La Cour administrative d’appel, pour écarter la responsabilité de la personne publique, procède en deux temps. Elle vérifie d’abord l’absence de défaut d’entretien normal de l’ouvrage public (A) avant de caractériser de manière détaillée le comportement fautif de la victime (B).

A. La démonstration de l’entretien normal de l’ouvrage

Le régime de la responsabilité pour défaut d’entretien normal d’un ouvrage public est une responsabilité sans faute, mais il appartient à la victime de prouver l’existence d’un tel défaut et le lien de causalité avec son préjudice. La personne publique peut s’exonérer en prouvant qu’elle a normalement entretenu l’ouvrage. En l’espèce, la cour relève que la collectivité territoriale satisfait à cette exigence. Elle s’appuie sur les éléments de l’enquête de gendarmerie pour constater que la zone de chantier était correctement matérialisée.
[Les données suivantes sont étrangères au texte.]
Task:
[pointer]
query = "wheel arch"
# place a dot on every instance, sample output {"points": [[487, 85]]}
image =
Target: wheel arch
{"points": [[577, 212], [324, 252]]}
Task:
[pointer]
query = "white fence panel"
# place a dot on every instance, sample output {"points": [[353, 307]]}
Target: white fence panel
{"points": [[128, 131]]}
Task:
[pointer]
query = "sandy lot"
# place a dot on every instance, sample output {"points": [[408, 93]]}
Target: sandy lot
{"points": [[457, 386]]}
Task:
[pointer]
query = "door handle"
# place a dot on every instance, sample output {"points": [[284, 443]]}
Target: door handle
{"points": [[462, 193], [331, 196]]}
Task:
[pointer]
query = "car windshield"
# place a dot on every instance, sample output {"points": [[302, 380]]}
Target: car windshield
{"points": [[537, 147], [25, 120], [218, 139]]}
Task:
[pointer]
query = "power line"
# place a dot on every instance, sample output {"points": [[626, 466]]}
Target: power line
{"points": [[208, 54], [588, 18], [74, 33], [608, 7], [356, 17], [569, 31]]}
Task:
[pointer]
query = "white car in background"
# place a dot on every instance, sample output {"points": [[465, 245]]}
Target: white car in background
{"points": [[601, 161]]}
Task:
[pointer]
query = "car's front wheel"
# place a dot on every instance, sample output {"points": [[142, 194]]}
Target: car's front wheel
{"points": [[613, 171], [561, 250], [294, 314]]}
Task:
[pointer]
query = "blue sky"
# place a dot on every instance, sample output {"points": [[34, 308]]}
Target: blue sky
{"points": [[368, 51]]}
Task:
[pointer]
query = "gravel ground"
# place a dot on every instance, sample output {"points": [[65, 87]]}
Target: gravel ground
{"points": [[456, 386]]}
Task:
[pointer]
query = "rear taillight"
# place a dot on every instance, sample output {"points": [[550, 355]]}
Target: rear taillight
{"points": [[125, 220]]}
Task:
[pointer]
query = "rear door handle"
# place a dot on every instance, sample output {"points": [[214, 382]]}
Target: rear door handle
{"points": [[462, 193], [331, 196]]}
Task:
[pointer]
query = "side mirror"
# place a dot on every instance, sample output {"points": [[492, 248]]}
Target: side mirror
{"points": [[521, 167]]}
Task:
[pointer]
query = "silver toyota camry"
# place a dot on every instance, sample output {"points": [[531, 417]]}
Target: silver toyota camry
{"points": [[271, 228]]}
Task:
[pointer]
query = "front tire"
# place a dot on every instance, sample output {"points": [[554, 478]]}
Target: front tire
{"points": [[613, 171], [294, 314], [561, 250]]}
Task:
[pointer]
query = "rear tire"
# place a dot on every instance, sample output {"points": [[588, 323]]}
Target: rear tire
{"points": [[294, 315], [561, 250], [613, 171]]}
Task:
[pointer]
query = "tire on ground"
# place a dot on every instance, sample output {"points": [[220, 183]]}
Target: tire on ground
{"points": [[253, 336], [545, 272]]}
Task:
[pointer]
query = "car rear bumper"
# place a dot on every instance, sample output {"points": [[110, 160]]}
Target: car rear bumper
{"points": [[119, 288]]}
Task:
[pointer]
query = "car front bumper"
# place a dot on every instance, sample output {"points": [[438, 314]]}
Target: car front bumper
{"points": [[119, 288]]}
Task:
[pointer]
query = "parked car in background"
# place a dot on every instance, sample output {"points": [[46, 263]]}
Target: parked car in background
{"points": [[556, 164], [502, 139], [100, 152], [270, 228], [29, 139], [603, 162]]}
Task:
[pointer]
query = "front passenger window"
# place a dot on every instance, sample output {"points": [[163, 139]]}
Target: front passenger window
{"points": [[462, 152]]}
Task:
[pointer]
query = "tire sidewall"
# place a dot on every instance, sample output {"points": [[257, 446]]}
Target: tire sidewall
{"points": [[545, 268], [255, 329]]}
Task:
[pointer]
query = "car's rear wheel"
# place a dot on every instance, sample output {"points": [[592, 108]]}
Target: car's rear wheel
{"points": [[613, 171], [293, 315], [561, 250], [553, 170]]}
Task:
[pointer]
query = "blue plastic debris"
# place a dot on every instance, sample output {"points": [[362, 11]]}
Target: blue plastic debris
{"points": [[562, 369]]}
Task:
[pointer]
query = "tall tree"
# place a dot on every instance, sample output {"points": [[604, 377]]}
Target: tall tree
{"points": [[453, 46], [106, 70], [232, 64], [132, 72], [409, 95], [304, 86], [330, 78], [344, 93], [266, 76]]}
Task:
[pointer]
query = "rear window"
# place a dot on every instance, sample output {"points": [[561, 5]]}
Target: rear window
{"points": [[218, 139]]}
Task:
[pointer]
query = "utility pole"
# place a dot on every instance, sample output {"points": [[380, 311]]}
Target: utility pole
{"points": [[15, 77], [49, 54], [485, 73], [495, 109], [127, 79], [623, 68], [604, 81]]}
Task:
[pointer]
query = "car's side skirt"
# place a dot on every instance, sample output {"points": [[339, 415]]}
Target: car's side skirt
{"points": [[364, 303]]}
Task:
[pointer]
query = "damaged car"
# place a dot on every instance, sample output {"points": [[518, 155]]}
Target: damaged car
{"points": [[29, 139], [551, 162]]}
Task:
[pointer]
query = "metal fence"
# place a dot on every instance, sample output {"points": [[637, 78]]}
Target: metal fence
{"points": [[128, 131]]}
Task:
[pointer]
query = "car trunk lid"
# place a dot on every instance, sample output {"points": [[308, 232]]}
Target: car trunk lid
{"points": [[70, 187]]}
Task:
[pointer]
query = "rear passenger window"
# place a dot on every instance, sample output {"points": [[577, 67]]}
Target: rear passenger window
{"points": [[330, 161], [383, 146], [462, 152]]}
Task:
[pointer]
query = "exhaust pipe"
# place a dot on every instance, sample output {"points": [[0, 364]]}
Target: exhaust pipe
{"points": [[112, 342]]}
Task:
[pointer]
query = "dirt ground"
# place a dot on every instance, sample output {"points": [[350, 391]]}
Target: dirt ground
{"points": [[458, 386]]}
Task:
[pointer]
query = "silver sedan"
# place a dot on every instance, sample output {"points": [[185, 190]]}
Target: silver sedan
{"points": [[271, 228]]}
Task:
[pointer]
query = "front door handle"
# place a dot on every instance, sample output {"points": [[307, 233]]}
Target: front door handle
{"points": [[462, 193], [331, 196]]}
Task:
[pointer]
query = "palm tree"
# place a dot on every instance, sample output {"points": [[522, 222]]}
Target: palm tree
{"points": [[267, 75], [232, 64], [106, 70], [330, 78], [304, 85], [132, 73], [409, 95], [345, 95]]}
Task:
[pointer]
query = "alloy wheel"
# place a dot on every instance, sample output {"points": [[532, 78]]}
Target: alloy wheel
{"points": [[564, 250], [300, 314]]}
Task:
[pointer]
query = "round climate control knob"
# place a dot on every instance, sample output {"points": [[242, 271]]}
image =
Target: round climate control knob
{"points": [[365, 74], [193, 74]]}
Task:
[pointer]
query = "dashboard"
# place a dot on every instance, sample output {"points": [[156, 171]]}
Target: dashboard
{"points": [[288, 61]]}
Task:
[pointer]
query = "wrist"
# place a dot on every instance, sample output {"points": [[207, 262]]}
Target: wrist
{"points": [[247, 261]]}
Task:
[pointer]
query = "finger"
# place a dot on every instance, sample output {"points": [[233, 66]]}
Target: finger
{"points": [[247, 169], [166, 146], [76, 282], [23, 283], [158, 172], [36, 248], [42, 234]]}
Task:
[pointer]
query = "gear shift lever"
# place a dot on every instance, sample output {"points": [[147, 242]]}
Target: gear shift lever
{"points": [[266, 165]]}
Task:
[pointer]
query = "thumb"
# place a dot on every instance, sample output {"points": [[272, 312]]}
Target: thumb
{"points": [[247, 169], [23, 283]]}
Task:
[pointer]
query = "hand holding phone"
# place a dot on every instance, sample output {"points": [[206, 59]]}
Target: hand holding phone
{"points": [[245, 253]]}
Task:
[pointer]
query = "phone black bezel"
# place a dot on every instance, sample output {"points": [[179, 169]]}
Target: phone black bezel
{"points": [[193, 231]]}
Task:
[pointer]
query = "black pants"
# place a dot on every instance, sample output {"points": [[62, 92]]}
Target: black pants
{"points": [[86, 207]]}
La décision souligne que « des barrières encastrables auto-stables, d’une hauteur de 1,20 mètre, étaient disposées de façon continue pour délimiter la zone de chantier ». Elle précise également qu’aucun texte n’imposait une protection plus contraignante, telle qu’une rambarde ou un garde-corps. Le juge en déduit qu’« aucun manquement aux règles de sécurité n’est établi » et que la métropole « doit ainsi être regardée comme établissant l’entretien normal de la voie ». Cette analyse factuelle, précise et rigoureuse, permet au juge de clore le premier volet de son raisonnement : en l’absence de défaillance de la part de la collectivité, l’origine du dommage doit être recherchée ailleurs.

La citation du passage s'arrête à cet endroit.